C’è solo un film di fantascienza spagnolo, Eva, che potrebbe essere interessante, ma la locandina, la sinossi e la provenienza (Spagna e fantascienza non sono un connubio poi così felice, storicamente parlando) vi farebbero propendere per una bella dormita a casa.
Accade però che mentre siete in giro per il Lido incrociate una vostra amica, più gatta che ragazza, nelle movenze e negli occhi, che vi convince con fare seducente e muliebremente autoritario ad accompagnarla alla proiezione che volevate saltare.
Ed ecco come mi è capitato di vedere Eva al Festival del cinema di Venezia dell’anno scorso.

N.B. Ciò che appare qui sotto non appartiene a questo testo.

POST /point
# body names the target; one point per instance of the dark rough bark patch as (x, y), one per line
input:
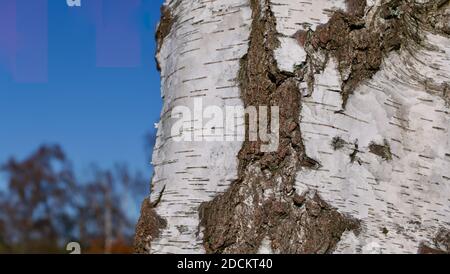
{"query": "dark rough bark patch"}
(360, 46)
(148, 227)
(383, 151)
(441, 244)
(165, 25)
(338, 143)
(263, 201)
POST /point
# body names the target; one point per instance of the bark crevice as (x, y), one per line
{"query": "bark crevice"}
(263, 202)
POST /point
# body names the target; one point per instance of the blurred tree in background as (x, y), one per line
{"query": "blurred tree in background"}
(43, 206)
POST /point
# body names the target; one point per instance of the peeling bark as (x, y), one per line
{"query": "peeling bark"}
(148, 227)
(441, 244)
(364, 155)
(359, 42)
(262, 202)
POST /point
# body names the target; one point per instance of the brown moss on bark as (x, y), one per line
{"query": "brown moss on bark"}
(164, 27)
(359, 44)
(148, 227)
(383, 151)
(263, 201)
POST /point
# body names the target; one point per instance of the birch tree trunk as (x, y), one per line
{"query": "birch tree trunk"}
(363, 161)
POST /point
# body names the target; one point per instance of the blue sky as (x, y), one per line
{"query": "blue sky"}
(98, 112)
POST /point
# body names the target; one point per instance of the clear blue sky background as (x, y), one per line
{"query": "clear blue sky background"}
(97, 114)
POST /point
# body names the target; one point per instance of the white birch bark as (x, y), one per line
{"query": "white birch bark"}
(401, 203)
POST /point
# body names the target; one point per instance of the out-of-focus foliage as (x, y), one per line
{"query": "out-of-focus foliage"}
(44, 206)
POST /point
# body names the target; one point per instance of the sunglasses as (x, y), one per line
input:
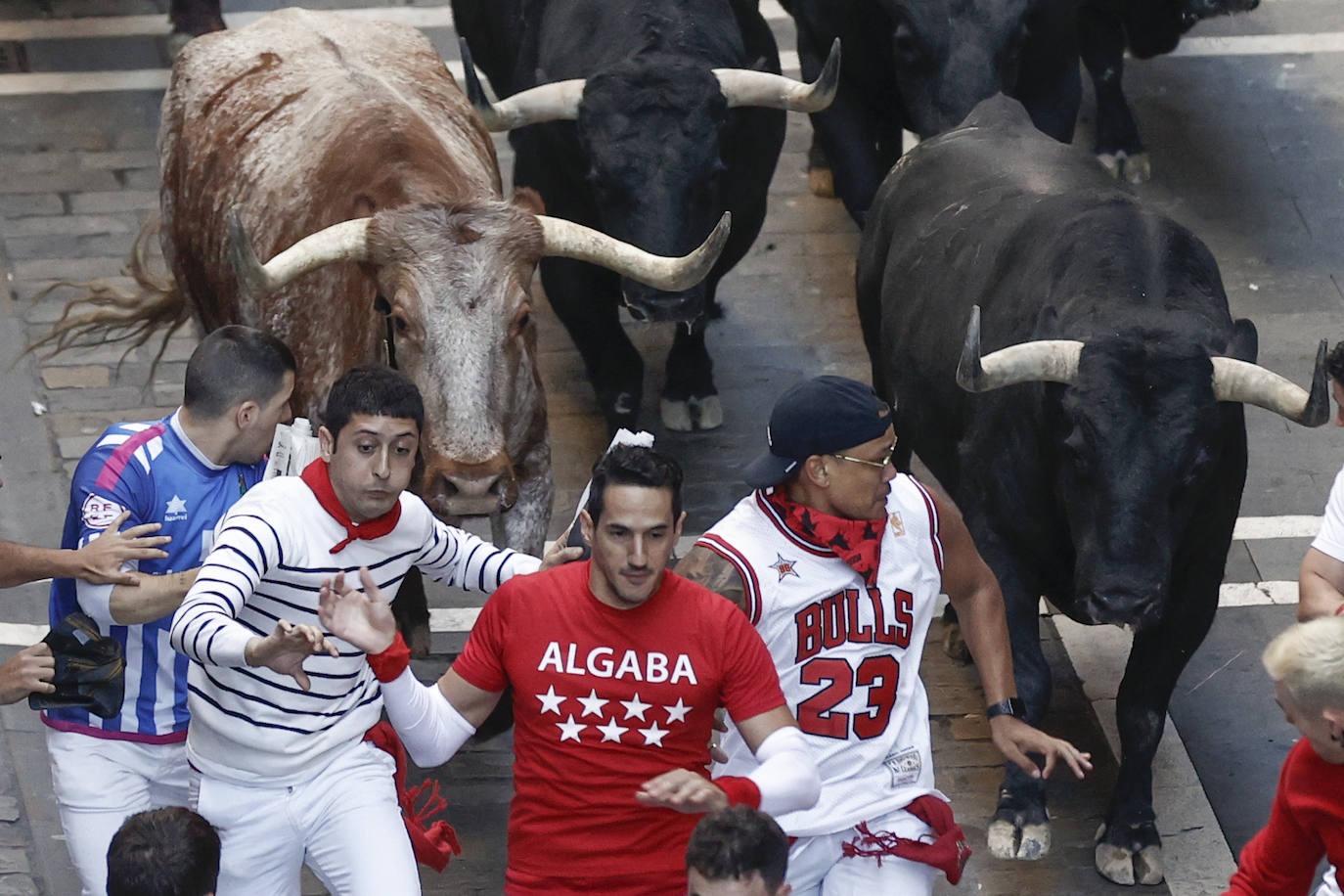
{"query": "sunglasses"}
(882, 464)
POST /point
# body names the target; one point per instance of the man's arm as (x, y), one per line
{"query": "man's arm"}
(205, 626)
(973, 591)
(98, 561)
(155, 598)
(470, 563)
(785, 781)
(1320, 586)
(707, 568)
(29, 670)
(431, 720)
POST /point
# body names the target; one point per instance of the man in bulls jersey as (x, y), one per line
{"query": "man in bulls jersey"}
(839, 560)
(617, 668)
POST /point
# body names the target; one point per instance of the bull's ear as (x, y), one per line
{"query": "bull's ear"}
(1048, 324)
(530, 201)
(1245, 342)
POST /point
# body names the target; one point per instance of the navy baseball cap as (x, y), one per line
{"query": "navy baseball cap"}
(822, 416)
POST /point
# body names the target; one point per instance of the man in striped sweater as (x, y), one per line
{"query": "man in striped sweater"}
(284, 773)
(182, 471)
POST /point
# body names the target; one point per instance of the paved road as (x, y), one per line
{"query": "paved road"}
(1247, 151)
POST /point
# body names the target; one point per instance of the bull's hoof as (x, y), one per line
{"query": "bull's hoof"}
(822, 183)
(417, 639)
(1132, 168)
(1026, 842)
(175, 42)
(693, 414)
(955, 645)
(1122, 866)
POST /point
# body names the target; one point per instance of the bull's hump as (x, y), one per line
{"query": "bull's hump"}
(295, 83)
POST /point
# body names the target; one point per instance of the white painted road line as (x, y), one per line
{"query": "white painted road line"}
(1261, 45)
(157, 25)
(1250, 528)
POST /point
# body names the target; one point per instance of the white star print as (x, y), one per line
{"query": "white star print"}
(611, 731)
(678, 712)
(593, 704)
(550, 701)
(653, 735)
(570, 730)
(635, 708)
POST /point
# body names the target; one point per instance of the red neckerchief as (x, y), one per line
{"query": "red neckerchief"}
(948, 850)
(319, 479)
(855, 542)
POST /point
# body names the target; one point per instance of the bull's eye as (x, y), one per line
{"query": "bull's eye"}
(521, 319)
(906, 45)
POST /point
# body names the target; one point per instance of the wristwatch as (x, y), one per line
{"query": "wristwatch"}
(1010, 707)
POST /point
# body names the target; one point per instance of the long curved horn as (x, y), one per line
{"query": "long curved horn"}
(1249, 383)
(1053, 360)
(566, 240)
(343, 242)
(557, 101)
(746, 87)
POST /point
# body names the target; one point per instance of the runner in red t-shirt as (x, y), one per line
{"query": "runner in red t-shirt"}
(1307, 820)
(617, 666)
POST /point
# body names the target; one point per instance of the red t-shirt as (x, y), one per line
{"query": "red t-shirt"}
(1305, 823)
(605, 698)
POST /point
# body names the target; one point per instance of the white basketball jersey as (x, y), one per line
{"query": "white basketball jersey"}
(848, 655)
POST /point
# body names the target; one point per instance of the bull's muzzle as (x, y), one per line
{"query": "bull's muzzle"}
(1125, 607)
(455, 489)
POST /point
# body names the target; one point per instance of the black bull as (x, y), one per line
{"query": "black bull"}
(650, 152)
(1114, 488)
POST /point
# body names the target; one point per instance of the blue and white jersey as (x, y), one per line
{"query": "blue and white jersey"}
(154, 470)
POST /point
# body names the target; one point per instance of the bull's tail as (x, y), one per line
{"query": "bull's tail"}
(109, 313)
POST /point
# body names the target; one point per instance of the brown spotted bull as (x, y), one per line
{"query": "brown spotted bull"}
(344, 152)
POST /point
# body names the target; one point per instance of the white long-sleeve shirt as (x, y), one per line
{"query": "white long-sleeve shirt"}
(270, 557)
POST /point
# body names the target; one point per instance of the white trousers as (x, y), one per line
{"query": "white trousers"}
(818, 867)
(344, 824)
(100, 782)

Tagliando la testa al toro: alla mia amica, a digiuno di fantascienza, è piaciucchiato, mentre a me, Dickiano e uraniano da molto tempo, ha lasciato piuttosto freddo. Il motivo è semplice: a fronte di una confezione che lascia ben sperare per quanto riguarda il futuro del cinema di genere in Spagna, la sceneggiatura del film e la regia sono quanto di più piatto e scontato ci si possa aspettare da una storia che è a conti fatti la riproposizione del mito di Pinocchio in chiave futurista.
I dilemmi etici – le intelligenze artificiali sono vive, hanno delle emozioni vere? – vengono risolti nel modo più sbrigativo possibile, concentrandosi su dei personaggi non così interessanti quanto potrebbe essere stata la vicenda della piccola Eva se spinta alle estreme conseguenze.
Resta un piccolo film, che si scioglie come neve al sole dopo la visione, parallelamente all’ambientazione innevata e fiabesca, e – personalmente – un ricordo cristallizzato di una bella serata.